O ataque chegou a ser visto como uma oportunidade para Putin
e para as autoridades russas se redimirem. Acontecendo, como
ocorreu, logo após a derrubada de
dois aviões russos por terroristas
e após outro ataque a bomba perto do metrô de Moscou, a esperança era que Putin mostraria do
que sua administração é feita, reprimindo duramente os seqüestradores. Mas os russos também
nutriam a esperança de que o cerco terminasse com os culpados
sumariamente punidos, e os inocentes resgatados em segurança.

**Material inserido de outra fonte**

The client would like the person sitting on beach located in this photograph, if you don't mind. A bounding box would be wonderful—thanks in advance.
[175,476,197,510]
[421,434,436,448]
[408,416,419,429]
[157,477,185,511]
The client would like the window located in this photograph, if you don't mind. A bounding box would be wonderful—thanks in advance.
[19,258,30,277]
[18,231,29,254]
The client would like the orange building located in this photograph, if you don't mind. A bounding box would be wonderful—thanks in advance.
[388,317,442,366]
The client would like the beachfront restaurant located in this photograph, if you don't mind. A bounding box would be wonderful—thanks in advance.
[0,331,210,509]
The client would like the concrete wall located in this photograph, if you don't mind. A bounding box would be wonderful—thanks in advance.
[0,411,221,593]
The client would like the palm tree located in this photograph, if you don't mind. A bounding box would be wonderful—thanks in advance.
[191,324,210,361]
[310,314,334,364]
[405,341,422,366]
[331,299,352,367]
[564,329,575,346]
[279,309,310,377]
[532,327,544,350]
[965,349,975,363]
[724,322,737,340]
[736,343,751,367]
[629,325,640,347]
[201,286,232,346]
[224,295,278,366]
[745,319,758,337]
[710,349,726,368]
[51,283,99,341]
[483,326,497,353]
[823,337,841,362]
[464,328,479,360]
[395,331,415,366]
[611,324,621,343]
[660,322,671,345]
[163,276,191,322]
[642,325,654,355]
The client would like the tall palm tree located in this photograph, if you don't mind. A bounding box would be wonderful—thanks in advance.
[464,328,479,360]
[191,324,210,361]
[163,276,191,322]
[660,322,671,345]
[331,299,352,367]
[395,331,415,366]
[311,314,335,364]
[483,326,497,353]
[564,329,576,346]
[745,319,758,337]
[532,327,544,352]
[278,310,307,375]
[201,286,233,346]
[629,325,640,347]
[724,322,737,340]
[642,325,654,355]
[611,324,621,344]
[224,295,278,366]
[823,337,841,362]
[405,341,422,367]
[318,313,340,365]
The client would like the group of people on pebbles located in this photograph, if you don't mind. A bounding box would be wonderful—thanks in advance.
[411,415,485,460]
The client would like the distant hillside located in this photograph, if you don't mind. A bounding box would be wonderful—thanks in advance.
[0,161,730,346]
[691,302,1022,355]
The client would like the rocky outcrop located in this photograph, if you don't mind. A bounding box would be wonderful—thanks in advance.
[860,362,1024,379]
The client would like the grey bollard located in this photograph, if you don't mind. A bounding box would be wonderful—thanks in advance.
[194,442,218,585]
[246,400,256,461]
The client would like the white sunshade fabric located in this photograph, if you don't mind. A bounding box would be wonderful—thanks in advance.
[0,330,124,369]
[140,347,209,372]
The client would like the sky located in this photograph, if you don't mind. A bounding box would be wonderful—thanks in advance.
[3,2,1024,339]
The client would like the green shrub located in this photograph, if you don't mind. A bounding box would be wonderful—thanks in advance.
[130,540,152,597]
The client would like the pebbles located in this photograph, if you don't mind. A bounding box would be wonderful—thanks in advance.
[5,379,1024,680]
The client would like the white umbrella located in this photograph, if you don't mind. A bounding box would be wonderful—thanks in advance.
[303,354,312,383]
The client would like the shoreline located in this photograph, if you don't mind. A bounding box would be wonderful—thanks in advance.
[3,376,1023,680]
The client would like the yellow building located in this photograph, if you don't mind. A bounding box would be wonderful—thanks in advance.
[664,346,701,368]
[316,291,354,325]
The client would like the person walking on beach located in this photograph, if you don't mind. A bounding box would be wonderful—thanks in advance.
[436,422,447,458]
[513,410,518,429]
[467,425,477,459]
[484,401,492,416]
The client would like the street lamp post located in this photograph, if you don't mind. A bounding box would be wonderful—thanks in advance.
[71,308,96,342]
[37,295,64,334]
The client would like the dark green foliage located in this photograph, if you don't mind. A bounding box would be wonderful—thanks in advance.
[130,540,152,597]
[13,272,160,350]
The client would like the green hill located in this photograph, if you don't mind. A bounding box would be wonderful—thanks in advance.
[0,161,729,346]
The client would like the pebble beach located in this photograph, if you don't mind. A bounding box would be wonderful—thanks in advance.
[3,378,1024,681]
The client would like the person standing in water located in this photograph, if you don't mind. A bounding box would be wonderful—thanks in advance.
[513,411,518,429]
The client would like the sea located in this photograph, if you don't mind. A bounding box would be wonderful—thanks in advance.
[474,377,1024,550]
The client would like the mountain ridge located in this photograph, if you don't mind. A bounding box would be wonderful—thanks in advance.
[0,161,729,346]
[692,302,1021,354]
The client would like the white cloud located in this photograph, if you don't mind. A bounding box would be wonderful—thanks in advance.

A captura de um grande número de crianças acabou com os últimos resquícios de simpatia que os
russos pudessem nutrir pela causa tchetchena. No primeiro dia da
ação, chegou a ser promovida
uma manifestação contra o cerco
na capital tchetchena, Grozni.
A reação das autoridades começou de maneira promissora. Putin
prometeu agir com moderação e
expressou sua preferência por
uma solução pacífica. Em iniciativa inusitada, levou o problema até
o Conselho de Segurança da
ONU, obtendo o apoio moral da
entidade e uma declaração que inseriu o separatismo tchetcheno
militante no contexto do terrorismo global. Tudo indicava que Putin estava decidido a adotar uma
abordagem cautelosa e prudente.
A intenção pode ter sido essa.
Mas na noite de ontem ainda não
estava claro se as forças de ação
especial, as Spetsnasz, tinham
montado sua operação seguindo
um plano traçado de antemão ou
se a invasão tinha sido precipitada
por um fato inesperado no interior do prédio. Mas o que aconteceu fez Putin parecer insincero,
incompetente e fraco.
Longe de relegar ao esquecimento as imagens negativas do
cerco ao teatro em Moscou -no
qual morreram 160 pessoas devido ao fracasso dos serviços de
emergência em tratar os reféns
contra os efeitos do gás tóxico-,
a operação em Beslan só fez trazê-las à tona. A operação das forças
russas no teatro foi considerada
um sucesso militar, mas um desastre sob todos os outros aspectos. A operação de ontem parece
ter sido um fracasso estrondoso
sob todos os aspectos possíveis.
Uma operação que visava resgatar os reféns e punir os militantes
tchetchenos chegou a um resultado quase oposto. Além disso,
trouxe à tona uma realidade preocupante: a de que as já conhecidas
deficiências das forças armadas e
dos serviços de emergência russos
ainda não foram resolvidas. A
operação foi malsuprida e malcoordenada, o que reflete mal para o comandante supremo dessas
forças, o próprio Putin.
É inevitável que o resultado da
crise enfraqueça a autoridade do
presidente, que já estava em baixa. Em termos institucionais, Putin nunca esteve mais forte do que
após sua reeleição, em março. As
eleições parlamentares já tinham
dado a seu partido maioria na nova Duma, e Putin tinha indicado
um novo governo sem que o Parlamento contestasse qualquer dos
nomes que ele indicara. A economia russa vai de vento em popa, e
os altos preços do petróleo proporcionaram ao país um superávit orçamentário que possibilita o
aumento dos salários e benefícios
e a melhora do padrão de vida.
Apesar de todas essas vantagens, a gestão Putin vem dando a
impressão de estar à deriva. O caso da Yukos, com o julgamento
por fraude do antigo presidente
da maior companhia petrolífera
do país, provocou temores entre
os empresários russos e investidores estrangeiros. Como se acredita que o julgamento tenha sido
em parte motivado por considerações políticas, também gerou
dúvidas quanto à capacidade de
Putin de fazer da Rússia um país
em que a lei impera.
A nova geração de "kremlinologistas" russos discerne uma luta
entre facções opostas de reformistas e o setor de linha dura, luta essa que paralisa a administração.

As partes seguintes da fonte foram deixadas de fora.